Security

I'm trying to add time source so I can look for soon expiring onboard certs and captive portal the users to the re-registration page.

A few concerns...I don't have an authorization tab....I compute my TIPS roles based on certificate source and on my enforcement tab...I have some other logic.  

Can I use time source on the enforcement tab?   Or do I need to use it in the TIPs role mapping...then use that on the enforcement tab later?

I'm worried about adding an authorization tab if I don't need to.

Thanks

Yes, you can use it on the enforcement, but you need to enable authorization. Why are you concerned?


Thanks,
Tim

I guess my concern was all the other authentication sources that are listed too...and now they are in the authorization tab as well.  But looking at it...it won't matter unless I use that authorization data in my enforcement policies...so I guess I'm relaxing more.

 

OK...so I've bit the bullet and I'm good there...I've started working on my policy

I see timesource is returning an epoch date...which I get.

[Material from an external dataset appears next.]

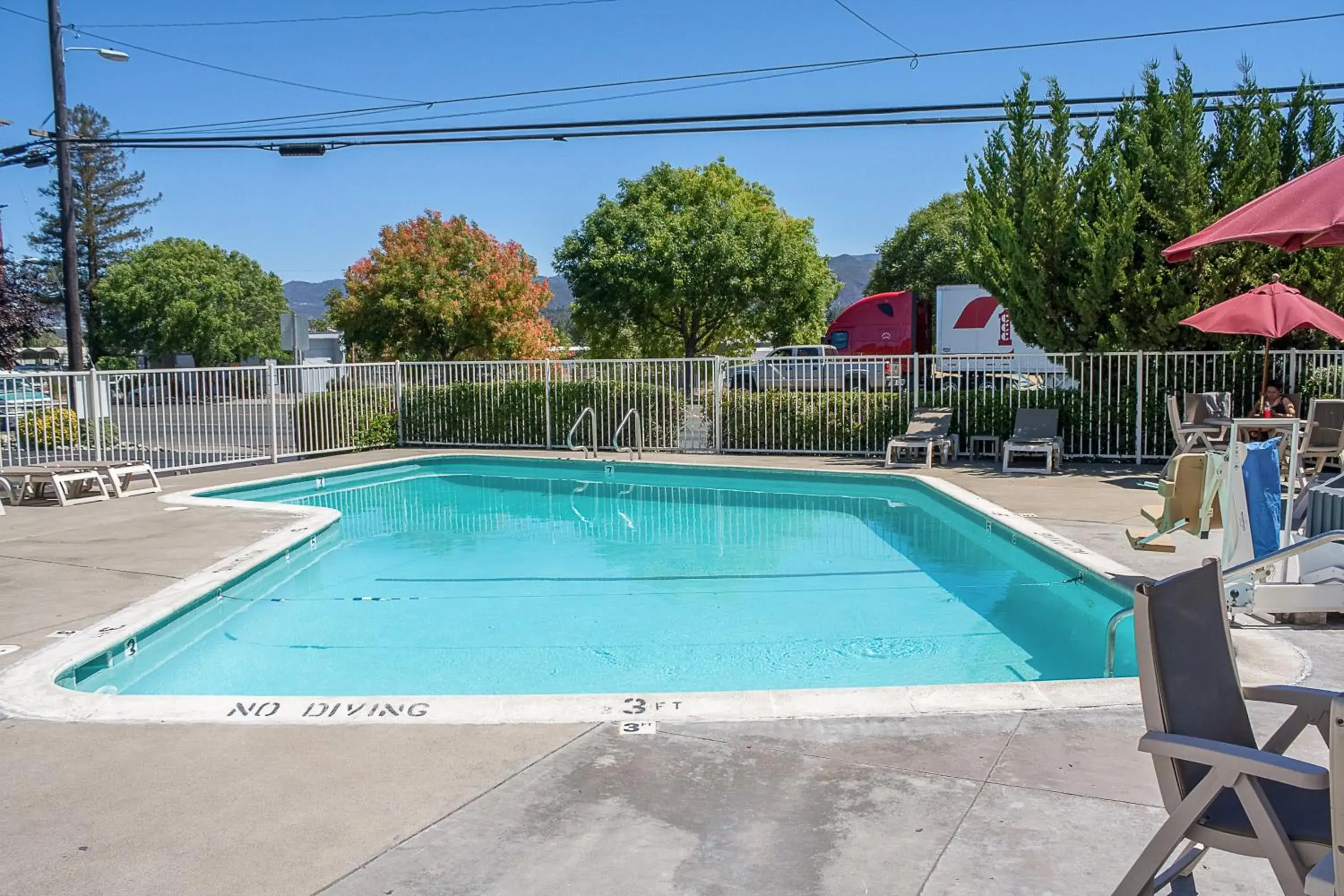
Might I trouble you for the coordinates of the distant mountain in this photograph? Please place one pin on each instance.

I created a timesource + 300 which is 1453213996 - or Jan 19, 2016

I picked 300 days because I wanted to test a particular user.   I'll bring that 300 days down to something more reasonable.

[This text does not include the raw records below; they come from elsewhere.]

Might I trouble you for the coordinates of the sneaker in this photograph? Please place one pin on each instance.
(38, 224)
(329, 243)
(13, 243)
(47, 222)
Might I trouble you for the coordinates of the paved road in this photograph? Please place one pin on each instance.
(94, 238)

That's what the clauase in my enforcement ruls look like

(Authorization:[Time Source]:Now Plus 300 days  GREATER_THAN  %{Certificate:Not-Valid-After}).   I'm also matching the username to grab this one client.

 

 

For this auth

Certificate:Not-Valid-After  2015-07-16 21:25:28

I'm not hitting...clearly Jan 2016 is greater than July 2015.   But I'm comparing an Epoch date with a Calendar date.  Do I need to do anything different?